Getting around ISP blocking is more tricky. Many if not most people use their ISP's DNS server (they get it via DHCP) so if your customers are in the US then it's going to be trivial for the ISP to block requests to resolve your site. Basically, if your users aren't willing to do anything then you've pretty much lost your US audience.

Adaptive Users
If your users are willing to be a little adaptive then there are a bunch of progressively more aggressive measures they can take to evade this kind of DNS blocking. The easiest is that they can reconfigure their machines to use an external un-filtered DNS service. This doesn't help if ISPs are required to actively filter all DNS queries using some sort of deep packet inspection technology. It's not difficult to build a box which will capture DNS queries and rewrite them in flight, or alternately, to block DNS queries to any resolvers other than their own resolvers (note, many ISPs already block TCP port 25 for spam blocking, so it's not like this is particularly hard.) It's unclear to me that this particular bill would require ISPs to do this kind of filtering, since there is a specific safe harbor for the ISP to show that they do not "have the technical means to comply with this section", but obviously this is something that the government could require.

One natural response is to use Tor, which has the advantage of being available right now. The disadvantage is that Tor wants to tunnel all your traffic which means that performance isn't that great, and it's kind of antisocial (as well as slow) to be using Tor to transfer gigabytes of movies from place to place when all you want to do is get unfiltered name resolution.

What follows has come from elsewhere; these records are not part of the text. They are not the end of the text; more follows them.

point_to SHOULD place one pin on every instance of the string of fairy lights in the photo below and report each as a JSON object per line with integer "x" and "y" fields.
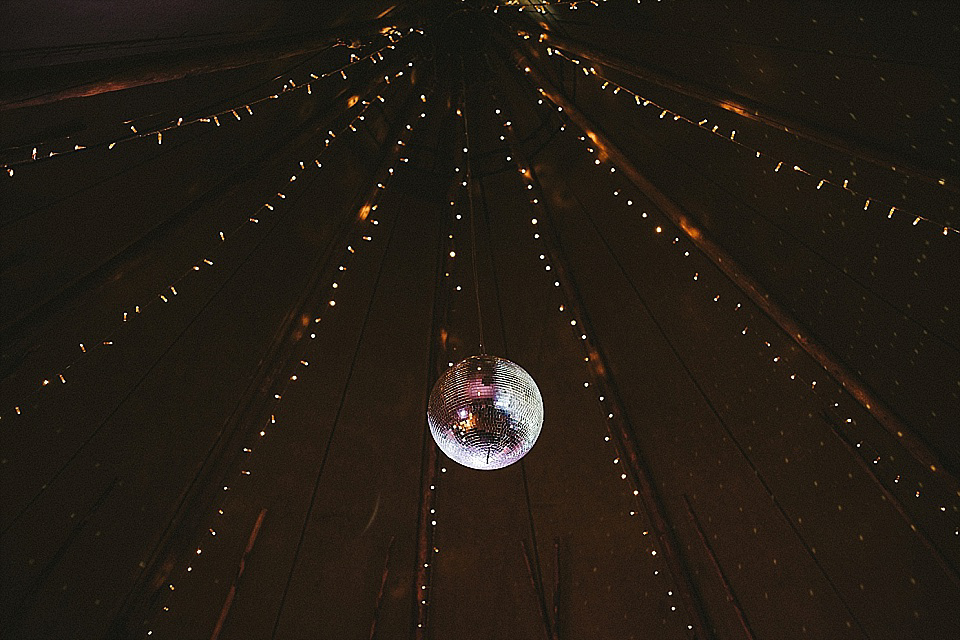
{"x": 870, "y": 203}
{"x": 541, "y": 7}
{"x": 364, "y": 231}
{"x": 218, "y": 118}
{"x": 205, "y": 262}
{"x": 459, "y": 191}
{"x": 569, "y": 307}
{"x": 941, "y": 502}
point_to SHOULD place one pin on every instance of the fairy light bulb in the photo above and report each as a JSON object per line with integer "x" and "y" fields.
{"x": 485, "y": 412}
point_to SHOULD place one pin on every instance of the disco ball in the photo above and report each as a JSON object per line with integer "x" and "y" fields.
{"x": 485, "y": 412}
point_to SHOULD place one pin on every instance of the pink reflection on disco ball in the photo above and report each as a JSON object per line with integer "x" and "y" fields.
{"x": 485, "y": 412}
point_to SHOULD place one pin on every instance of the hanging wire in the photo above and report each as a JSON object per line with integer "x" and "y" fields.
{"x": 473, "y": 226}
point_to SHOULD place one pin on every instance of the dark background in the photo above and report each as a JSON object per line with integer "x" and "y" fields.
{"x": 715, "y": 491}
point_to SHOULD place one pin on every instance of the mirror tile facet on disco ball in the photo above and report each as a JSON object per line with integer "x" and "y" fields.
{"x": 485, "y": 412}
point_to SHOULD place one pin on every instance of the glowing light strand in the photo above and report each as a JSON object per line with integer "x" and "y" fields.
{"x": 939, "y": 504}
{"x": 363, "y": 231}
{"x": 461, "y": 191}
{"x": 608, "y": 405}
{"x": 170, "y": 291}
{"x": 233, "y": 113}
{"x": 541, "y": 7}
{"x": 780, "y": 165}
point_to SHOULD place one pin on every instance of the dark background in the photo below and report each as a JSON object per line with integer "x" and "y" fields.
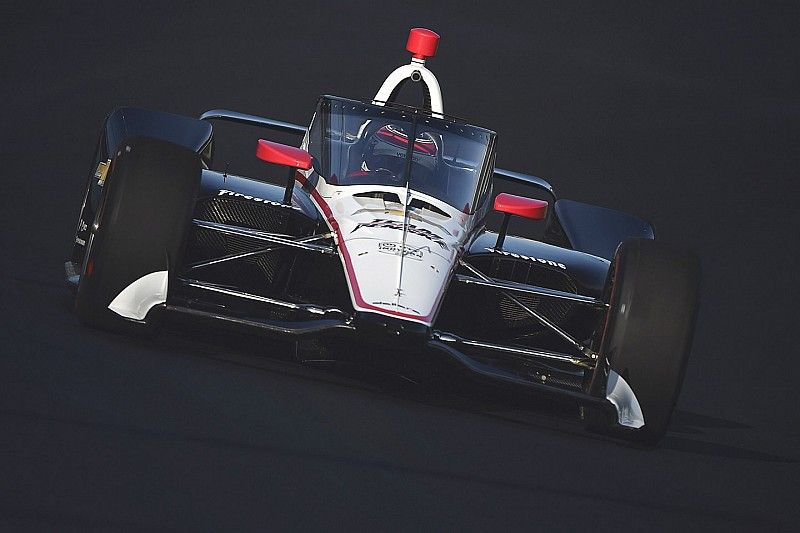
{"x": 684, "y": 114}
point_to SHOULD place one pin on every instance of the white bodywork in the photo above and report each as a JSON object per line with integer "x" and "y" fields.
{"x": 629, "y": 412}
{"x": 407, "y": 71}
{"x": 136, "y": 300}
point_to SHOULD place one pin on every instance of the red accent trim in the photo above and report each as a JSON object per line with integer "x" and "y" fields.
{"x": 422, "y": 43}
{"x": 348, "y": 263}
{"x": 281, "y": 154}
{"x": 521, "y": 206}
{"x": 428, "y": 147}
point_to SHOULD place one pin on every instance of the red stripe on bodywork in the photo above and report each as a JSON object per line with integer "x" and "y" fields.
{"x": 348, "y": 264}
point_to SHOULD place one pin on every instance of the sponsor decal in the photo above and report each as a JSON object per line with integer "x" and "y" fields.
{"x": 394, "y": 249}
{"x": 102, "y": 171}
{"x": 528, "y": 258}
{"x": 396, "y": 305}
{"x": 411, "y": 228}
{"x": 225, "y": 192}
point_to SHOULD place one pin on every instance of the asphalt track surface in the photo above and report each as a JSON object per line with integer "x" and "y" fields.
{"x": 686, "y": 115}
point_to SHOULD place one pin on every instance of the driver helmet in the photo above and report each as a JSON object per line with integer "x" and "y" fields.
{"x": 386, "y": 149}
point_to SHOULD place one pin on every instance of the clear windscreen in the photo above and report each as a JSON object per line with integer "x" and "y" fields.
{"x": 354, "y": 143}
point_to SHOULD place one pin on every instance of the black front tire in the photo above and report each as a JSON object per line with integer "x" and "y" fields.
{"x": 648, "y": 333}
{"x": 140, "y": 226}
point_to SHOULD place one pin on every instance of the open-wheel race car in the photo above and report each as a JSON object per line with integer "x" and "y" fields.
{"x": 379, "y": 237}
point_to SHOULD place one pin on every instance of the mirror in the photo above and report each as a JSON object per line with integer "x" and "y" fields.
{"x": 281, "y": 154}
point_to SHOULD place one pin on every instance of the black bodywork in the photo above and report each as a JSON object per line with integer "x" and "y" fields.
{"x": 302, "y": 291}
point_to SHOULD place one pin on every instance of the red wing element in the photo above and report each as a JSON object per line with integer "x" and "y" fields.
{"x": 422, "y": 43}
{"x": 520, "y": 206}
{"x": 281, "y": 154}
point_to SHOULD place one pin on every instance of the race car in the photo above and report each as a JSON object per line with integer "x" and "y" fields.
{"x": 379, "y": 237}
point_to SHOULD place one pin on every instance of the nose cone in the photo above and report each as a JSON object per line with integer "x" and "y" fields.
{"x": 386, "y": 275}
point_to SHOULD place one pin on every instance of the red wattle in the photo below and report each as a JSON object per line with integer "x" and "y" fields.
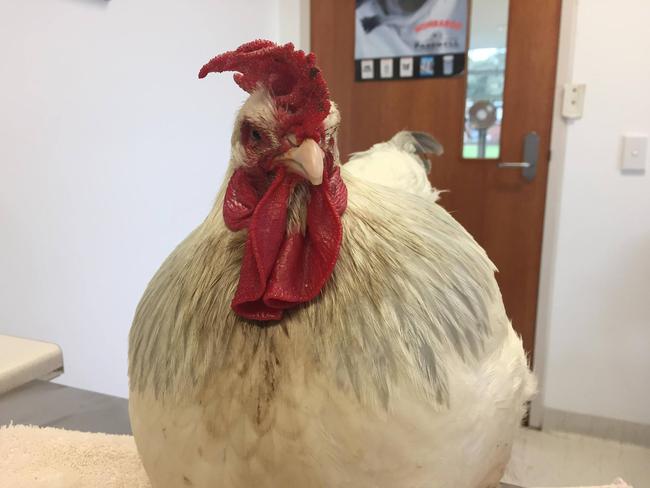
{"x": 281, "y": 271}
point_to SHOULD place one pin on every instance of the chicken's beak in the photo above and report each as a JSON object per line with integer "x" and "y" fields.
{"x": 305, "y": 160}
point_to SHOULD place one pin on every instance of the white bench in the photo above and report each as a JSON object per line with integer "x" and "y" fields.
{"x": 25, "y": 360}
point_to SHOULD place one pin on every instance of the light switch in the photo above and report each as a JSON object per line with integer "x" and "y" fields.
{"x": 574, "y": 100}
{"x": 635, "y": 152}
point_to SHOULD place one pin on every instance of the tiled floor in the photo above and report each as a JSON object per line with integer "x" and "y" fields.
{"x": 560, "y": 459}
{"x": 539, "y": 459}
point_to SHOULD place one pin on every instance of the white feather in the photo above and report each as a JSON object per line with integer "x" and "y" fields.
{"x": 397, "y": 163}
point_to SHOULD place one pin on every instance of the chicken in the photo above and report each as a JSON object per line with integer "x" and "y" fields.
{"x": 319, "y": 329}
{"x": 399, "y": 163}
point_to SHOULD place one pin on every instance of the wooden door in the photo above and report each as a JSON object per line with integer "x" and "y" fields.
{"x": 502, "y": 210}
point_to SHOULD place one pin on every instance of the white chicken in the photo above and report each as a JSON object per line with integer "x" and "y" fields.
{"x": 319, "y": 329}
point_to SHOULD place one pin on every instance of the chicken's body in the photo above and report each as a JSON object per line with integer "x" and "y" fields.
{"x": 403, "y": 372}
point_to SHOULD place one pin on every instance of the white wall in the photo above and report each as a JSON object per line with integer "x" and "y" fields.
{"x": 598, "y": 339}
{"x": 111, "y": 151}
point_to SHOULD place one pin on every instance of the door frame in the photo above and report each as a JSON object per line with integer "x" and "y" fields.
{"x": 294, "y": 26}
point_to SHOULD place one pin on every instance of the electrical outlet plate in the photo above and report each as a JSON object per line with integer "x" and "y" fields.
{"x": 574, "y": 100}
{"x": 635, "y": 152}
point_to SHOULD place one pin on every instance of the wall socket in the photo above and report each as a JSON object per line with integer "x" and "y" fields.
{"x": 573, "y": 104}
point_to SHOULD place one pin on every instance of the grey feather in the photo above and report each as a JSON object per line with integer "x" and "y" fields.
{"x": 419, "y": 143}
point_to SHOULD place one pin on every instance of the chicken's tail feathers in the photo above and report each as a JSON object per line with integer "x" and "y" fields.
{"x": 418, "y": 143}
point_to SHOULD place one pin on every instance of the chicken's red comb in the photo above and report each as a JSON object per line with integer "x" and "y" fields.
{"x": 291, "y": 77}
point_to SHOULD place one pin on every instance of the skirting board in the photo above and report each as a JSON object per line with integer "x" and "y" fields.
{"x": 605, "y": 428}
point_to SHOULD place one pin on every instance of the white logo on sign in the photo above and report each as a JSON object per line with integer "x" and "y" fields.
{"x": 386, "y": 68}
{"x": 406, "y": 67}
{"x": 367, "y": 69}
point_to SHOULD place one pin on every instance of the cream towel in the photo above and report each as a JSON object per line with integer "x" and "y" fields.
{"x": 33, "y": 457}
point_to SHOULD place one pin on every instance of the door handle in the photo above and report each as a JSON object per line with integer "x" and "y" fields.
{"x": 531, "y": 154}
{"x": 514, "y": 165}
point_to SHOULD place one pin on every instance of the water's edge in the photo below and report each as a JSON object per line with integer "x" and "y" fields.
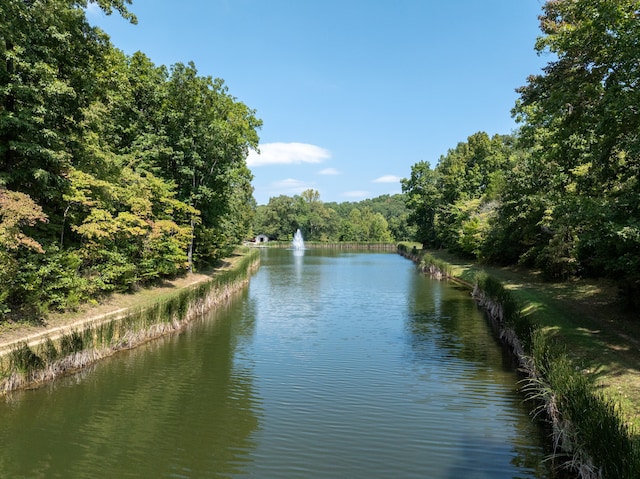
{"x": 30, "y": 364}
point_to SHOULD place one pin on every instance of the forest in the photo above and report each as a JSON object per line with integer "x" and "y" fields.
{"x": 561, "y": 193}
{"x": 381, "y": 219}
{"x": 114, "y": 172}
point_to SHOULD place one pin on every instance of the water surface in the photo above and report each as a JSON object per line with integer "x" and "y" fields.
{"x": 328, "y": 365}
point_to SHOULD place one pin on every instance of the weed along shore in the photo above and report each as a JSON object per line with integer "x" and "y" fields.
{"x": 592, "y": 426}
{"x": 31, "y": 357}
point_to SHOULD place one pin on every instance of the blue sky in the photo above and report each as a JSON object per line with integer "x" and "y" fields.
{"x": 352, "y": 93}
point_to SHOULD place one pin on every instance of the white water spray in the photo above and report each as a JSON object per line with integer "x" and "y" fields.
{"x": 298, "y": 241}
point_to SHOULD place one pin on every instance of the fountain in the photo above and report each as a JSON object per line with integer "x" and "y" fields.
{"x": 298, "y": 242}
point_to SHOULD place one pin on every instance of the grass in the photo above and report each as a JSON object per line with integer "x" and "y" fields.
{"x": 144, "y": 317}
{"x": 584, "y": 361}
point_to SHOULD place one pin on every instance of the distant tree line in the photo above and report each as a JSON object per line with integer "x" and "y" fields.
{"x": 382, "y": 219}
{"x": 113, "y": 171}
{"x": 563, "y": 192}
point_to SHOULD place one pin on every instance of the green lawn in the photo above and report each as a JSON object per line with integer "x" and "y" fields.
{"x": 584, "y": 316}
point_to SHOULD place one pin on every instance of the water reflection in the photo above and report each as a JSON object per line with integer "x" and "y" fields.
{"x": 183, "y": 406}
{"x": 331, "y": 364}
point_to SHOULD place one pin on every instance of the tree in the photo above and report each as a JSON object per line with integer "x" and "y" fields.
{"x": 580, "y": 118}
{"x": 423, "y": 196}
{"x": 48, "y": 53}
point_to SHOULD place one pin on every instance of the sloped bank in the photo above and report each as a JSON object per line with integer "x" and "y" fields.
{"x": 590, "y": 438}
{"x": 28, "y": 364}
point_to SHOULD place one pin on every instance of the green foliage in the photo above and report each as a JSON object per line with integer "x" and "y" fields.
{"x": 113, "y": 170}
{"x": 23, "y": 359}
{"x": 330, "y": 222}
{"x": 452, "y": 205}
{"x": 589, "y": 429}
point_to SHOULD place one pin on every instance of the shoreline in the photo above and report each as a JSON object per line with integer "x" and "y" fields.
{"x": 34, "y": 355}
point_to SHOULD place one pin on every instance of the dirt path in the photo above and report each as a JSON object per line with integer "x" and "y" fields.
{"x": 12, "y": 334}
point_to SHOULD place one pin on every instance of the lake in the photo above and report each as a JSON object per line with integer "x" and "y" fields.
{"x": 330, "y": 364}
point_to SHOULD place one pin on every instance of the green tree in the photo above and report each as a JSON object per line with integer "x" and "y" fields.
{"x": 48, "y": 55}
{"x": 423, "y": 196}
{"x": 580, "y": 119}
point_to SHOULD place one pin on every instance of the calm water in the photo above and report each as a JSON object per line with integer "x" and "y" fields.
{"x": 330, "y": 365}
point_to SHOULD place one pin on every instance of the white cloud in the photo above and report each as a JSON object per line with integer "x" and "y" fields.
{"x": 356, "y": 194}
{"x": 288, "y": 183}
{"x": 287, "y": 154}
{"x": 329, "y": 171}
{"x": 388, "y": 179}
{"x": 289, "y": 186}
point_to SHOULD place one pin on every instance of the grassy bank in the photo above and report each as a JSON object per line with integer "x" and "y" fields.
{"x": 579, "y": 354}
{"x": 40, "y": 357}
{"x": 361, "y": 245}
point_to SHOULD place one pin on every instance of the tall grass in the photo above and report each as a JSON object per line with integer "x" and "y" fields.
{"x": 80, "y": 347}
{"x": 426, "y": 262}
{"x": 590, "y": 437}
{"x": 589, "y": 433}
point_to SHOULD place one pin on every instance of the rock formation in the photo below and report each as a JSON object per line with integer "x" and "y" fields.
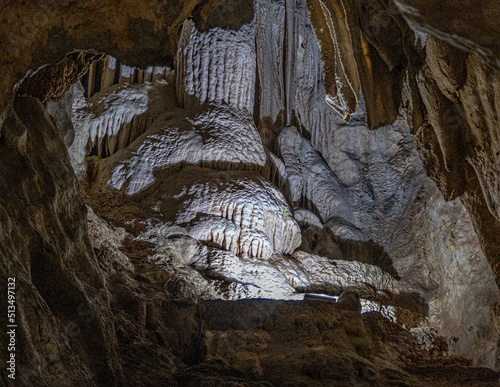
{"x": 255, "y": 193}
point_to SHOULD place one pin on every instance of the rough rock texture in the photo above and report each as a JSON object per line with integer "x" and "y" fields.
{"x": 95, "y": 321}
{"x": 319, "y": 343}
{"x": 452, "y": 91}
{"x": 212, "y": 137}
{"x": 441, "y": 255}
{"x": 44, "y": 32}
{"x": 65, "y": 330}
{"x": 216, "y": 66}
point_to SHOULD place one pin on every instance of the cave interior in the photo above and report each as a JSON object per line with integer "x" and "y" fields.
{"x": 250, "y": 193}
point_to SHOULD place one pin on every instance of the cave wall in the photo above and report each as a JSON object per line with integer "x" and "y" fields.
{"x": 52, "y": 240}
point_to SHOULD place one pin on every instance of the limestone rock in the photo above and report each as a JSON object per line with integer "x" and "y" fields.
{"x": 209, "y": 137}
{"x": 216, "y": 66}
{"x": 116, "y": 117}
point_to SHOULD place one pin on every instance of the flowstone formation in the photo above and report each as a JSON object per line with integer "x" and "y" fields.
{"x": 282, "y": 192}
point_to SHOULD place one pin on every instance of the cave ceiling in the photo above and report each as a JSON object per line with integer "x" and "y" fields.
{"x": 161, "y": 156}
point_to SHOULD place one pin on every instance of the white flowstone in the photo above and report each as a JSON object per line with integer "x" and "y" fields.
{"x": 216, "y": 66}
{"x": 219, "y": 136}
{"x": 312, "y": 273}
{"x": 115, "y": 117}
{"x": 238, "y": 211}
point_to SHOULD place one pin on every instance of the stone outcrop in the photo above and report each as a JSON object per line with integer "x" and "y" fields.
{"x": 232, "y": 177}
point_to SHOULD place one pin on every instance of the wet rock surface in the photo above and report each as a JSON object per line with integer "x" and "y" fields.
{"x": 232, "y": 178}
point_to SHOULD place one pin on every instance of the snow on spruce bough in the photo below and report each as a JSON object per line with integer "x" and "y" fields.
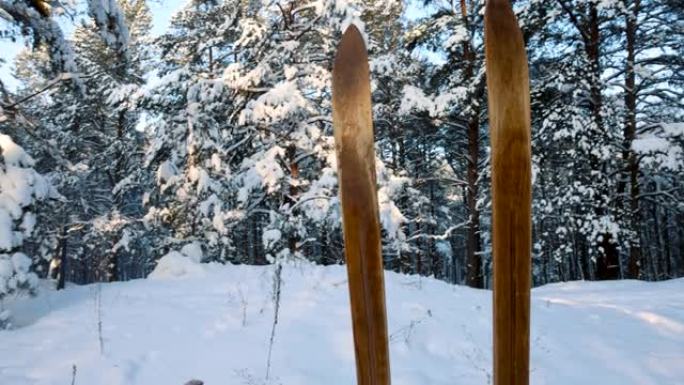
{"x": 509, "y": 115}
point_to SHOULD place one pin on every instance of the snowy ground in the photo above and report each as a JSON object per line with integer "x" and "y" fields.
{"x": 214, "y": 324}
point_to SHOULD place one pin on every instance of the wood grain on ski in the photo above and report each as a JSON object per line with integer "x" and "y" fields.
{"x": 352, "y": 120}
{"x": 509, "y": 120}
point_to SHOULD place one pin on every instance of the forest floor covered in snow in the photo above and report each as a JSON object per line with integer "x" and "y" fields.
{"x": 213, "y": 323}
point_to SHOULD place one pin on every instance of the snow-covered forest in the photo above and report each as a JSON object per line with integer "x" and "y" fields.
{"x": 214, "y": 138}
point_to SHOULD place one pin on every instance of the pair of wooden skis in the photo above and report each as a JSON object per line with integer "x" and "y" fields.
{"x": 509, "y": 120}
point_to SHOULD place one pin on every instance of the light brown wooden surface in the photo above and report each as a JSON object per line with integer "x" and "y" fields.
{"x": 352, "y": 120}
{"x": 509, "y": 119}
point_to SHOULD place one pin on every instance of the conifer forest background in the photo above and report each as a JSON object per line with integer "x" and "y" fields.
{"x": 215, "y": 136}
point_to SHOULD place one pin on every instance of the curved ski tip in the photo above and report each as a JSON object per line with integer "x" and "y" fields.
{"x": 352, "y": 30}
{"x": 352, "y": 36}
{"x": 499, "y": 5}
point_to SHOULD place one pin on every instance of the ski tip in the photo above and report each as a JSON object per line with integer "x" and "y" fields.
{"x": 352, "y": 30}
{"x": 351, "y": 50}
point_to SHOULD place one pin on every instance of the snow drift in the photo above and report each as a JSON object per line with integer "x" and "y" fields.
{"x": 214, "y": 322}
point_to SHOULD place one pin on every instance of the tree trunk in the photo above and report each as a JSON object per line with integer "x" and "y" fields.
{"x": 473, "y": 258}
{"x": 629, "y": 156}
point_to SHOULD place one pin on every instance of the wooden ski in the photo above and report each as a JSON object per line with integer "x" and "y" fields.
{"x": 509, "y": 125}
{"x": 352, "y": 120}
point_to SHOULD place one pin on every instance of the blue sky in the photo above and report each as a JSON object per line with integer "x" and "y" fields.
{"x": 161, "y": 10}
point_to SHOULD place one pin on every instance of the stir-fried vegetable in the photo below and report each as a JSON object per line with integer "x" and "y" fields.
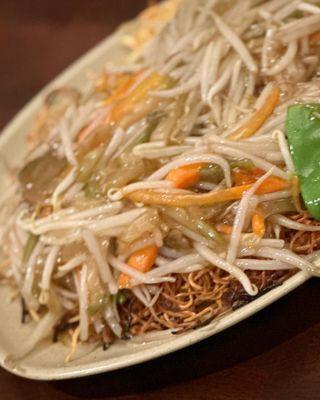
{"x": 258, "y": 224}
{"x": 187, "y": 200}
{"x": 112, "y": 233}
{"x": 259, "y": 118}
{"x": 142, "y": 260}
{"x": 138, "y": 103}
{"x": 195, "y": 223}
{"x": 274, "y": 183}
{"x": 186, "y": 176}
{"x": 29, "y": 247}
{"x": 40, "y": 176}
{"x": 303, "y": 130}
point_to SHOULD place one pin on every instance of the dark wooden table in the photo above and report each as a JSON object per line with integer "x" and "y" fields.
{"x": 274, "y": 355}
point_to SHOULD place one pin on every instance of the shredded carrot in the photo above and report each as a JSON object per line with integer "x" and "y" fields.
{"x": 142, "y": 260}
{"x": 123, "y": 88}
{"x": 315, "y": 38}
{"x": 185, "y": 176}
{"x": 258, "y": 224}
{"x": 74, "y": 340}
{"x": 259, "y": 118}
{"x": 224, "y": 229}
{"x": 271, "y": 184}
{"x": 295, "y": 189}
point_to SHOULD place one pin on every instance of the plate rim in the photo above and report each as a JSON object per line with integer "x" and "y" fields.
{"x": 224, "y": 322}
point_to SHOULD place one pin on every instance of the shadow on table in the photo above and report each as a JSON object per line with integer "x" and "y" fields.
{"x": 260, "y": 333}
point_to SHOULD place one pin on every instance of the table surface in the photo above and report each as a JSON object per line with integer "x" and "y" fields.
{"x": 273, "y": 355}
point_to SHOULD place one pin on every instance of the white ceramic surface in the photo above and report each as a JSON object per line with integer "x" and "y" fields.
{"x": 47, "y": 361}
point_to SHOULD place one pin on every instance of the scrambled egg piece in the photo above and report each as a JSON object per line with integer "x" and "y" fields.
{"x": 150, "y": 22}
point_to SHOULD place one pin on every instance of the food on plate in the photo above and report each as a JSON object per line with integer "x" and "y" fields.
{"x": 180, "y": 183}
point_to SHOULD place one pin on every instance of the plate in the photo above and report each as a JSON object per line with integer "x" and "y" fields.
{"x": 47, "y": 361}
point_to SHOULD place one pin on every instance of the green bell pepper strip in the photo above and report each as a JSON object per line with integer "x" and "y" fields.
{"x": 303, "y": 132}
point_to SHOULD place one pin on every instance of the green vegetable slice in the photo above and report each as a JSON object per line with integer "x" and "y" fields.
{"x": 303, "y": 131}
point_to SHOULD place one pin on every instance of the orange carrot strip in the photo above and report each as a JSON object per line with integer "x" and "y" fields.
{"x": 273, "y": 183}
{"x": 259, "y": 118}
{"x": 142, "y": 260}
{"x": 224, "y": 228}
{"x": 315, "y": 38}
{"x": 185, "y": 176}
{"x": 258, "y": 224}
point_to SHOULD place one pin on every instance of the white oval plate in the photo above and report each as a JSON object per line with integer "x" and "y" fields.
{"x": 47, "y": 361}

What's really needed is a name resolution mechanism that resists filtering. One option would be to have an encrypted connection to your DNS resolver (Dan Bernstein, call your office) or some non-DNS service that acts as a DNS proxy, e.g., DNS over TLS. This requires pretty substantial work by users and client authors to deploy and the load on those resolvers would be significant. Note that you don't need to modify the operating system to do this; there are plenty of user-land DNS resolution libraries available that could be embedded into your client. Still, the amount of work here isn't totally insignificant.

Another option comes to mind, however. There's nothing wrong with the ordinary ISP-provided DNS for most resolutions. There aren't going to be that many domains on this block list and the government helpfully publishes a list of them. Someone could easily gather a list of the blocked domains and the IPs they had when blocked, or even maintain an emergency parallel update system to let the blocked domains update their records. All that's required is a way to retrieve that data, which could be easily fit into a single file. Moreover, the resulting file could be formatted as a /etc/hosts file which people could just install on their machines, at which point the standard operating system mechanisms will cause it to bypass DNS resolution. The result would be that you got ordinary DNS resolution most of the time but for blocked hosts you got the result from /etc/hosts. All that's required is some way to periodically update the bypass list, but that could be done manually or with a tiny program.

Of course, there are still plenty of blocking mechanisms available to the government: they could require IP-level blocking or attempt to block distribution of the bypass list, though that's probably small enough to make that impractical. However, I think this makes clear that just blocking DNS is not likely to be as effective as one would like if users are willing to put in a modest amount of effort.

Acknowledgement: This post benefited from substantial discussions with Cullen Jennings.